The strategy calls for the creation of a second naval fleet in the north to protect the Amazon region. There are also plans to base a second Marine division near the Amazon’s mouth.
The Army has 21 frontier platoons patroling along the rivers that flow into Brazil from neighboring countries. The strategic plan calls for creating 28 more platoons, who will live among the natives of the region with their families.
More unmanned aircraft and – after the Oct. 31 presidential runoff election – more jet fighters are also in the plan. The selection of the F-X2, the next generation of Brazilian fighter aircraft is being delayed to give the new president a say in the matter. The three aircraft under consideration are Boeing’s F-18 Super Hornet, Sweden’s Gripen from Saab AB and the Rafale made by France’s Dassault.
A deciding factor will be technology transfer. Brazil doesn’t want to just buy somebody else’s airplanes, but wants to acquire all the internal technology as well as the aircraft so it can build and service follow-on models in Brazil. Technology acquisition is part of the cyberspace segment of the strategic plan.
It has been reported that France is the front-runner in the fighter competition because it has agreed to sell all the aircraft’s technology to Brazil. U.S. law limits the transfer of technology deemed crucial to national security and Sweden’s Gripen is made from parts manufactured in other countries which would each have to approve the information transfer.

Brazilian Defense Minister Nelson Jobim and U.S. Defense Secretary Robert Gates signed a cooperation agreement in April. (Defense Dept. photo by Cherie Cullen)
“Brazil uses the purchase of military equipment for the transfer of technology,” Jobim said, adding: “I don’t want to buy any thing. If they [aircraft makers] reply ‘It’s difficult,’ we’re out.”
Brazil is also buying 50 EC-7250 military transport helicopters from France and developing – with Colombia, Chile, the Czech Republic and Portugal – a new large transport plane, the Embraer KC-390, that can land on a small (1,200 meter) airstrip. Both aircraft are to be manufactured, at least in part, in Brazil. Jobim estimated that hundreds of U.S.-made Hercules heavy lift aircraft will be retired between 2018 and 2020. That’s the time when the KC-390 will be ready for market, Jobim said.
Despite the drug gang violence embroiling Mexico, Colombia and other neighbors to the north, Jobim said narcotics interdiction was a police matter, not a defense security issue. Using the army as a police force can be a touchy subject in Brazil, which was ruled for much of the 20th century by military dictatorships.

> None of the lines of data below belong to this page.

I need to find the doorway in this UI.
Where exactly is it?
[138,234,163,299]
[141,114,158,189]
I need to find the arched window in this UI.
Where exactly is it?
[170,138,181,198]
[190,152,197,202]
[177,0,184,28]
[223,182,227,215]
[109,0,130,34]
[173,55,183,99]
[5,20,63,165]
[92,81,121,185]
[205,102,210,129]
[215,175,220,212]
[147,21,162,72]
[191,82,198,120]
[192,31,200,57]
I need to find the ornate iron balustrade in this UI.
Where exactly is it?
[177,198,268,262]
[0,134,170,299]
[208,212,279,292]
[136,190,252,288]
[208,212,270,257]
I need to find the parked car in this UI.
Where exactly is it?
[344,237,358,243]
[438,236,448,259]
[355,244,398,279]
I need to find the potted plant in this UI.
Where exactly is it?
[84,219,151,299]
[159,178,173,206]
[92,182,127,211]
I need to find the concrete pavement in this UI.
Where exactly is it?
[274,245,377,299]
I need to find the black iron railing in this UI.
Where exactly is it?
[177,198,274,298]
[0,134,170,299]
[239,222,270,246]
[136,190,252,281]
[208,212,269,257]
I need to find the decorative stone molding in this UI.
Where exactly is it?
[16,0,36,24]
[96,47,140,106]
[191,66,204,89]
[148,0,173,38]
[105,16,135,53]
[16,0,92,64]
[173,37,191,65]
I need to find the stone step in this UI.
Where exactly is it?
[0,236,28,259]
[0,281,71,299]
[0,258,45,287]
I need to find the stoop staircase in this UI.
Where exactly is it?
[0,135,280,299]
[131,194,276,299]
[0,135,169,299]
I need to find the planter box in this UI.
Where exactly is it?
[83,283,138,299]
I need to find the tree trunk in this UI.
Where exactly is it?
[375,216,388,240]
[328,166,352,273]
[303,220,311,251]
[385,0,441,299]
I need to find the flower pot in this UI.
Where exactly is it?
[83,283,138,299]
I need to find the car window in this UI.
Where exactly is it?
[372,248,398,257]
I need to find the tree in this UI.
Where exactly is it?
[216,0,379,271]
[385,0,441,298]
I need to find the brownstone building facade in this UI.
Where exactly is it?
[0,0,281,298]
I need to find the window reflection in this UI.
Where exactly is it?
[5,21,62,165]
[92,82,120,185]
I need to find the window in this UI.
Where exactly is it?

Jobim also discounted the concerns that the so-called Triple Frontier – where Brazil’s border intersects with Paraguay and Argentina – is an ungoverned and lawless area.
The area has a large immigrant Arab population – mostly Palestinians and Syrians – and U.S. officials have expressed concern that while the majority are law abiding, international terror groups, like Hezbollah an al Qaeda, could use the area’s business climate to raise money legally or illegally.
Jobim attributed those concerns to ignorance and prejudice. “The mistake the West makes is in thinking our structures are the only ones,” he said, claiming that Brazil was a multi-racial and multi-ethnic society that did not pigeonhole people.
“There are no problems on the Triple Frontier, only some American commentators are concerned,” Jobim said.
Outside opinions about the area could be affected by a new motion picture being planned about the Triple Frontier. Entertainment industry blogs are full of news about “Sleeping Dogs.” The film project depicting the Triple Frontier as an organized crime haven is being developed by Kathryn Bigelow, the director of “The Hurt Locker,” which won the Academy Award for best picture last year. Tim Hanks and Johnny Depp are reportedly interested in appearing in the film.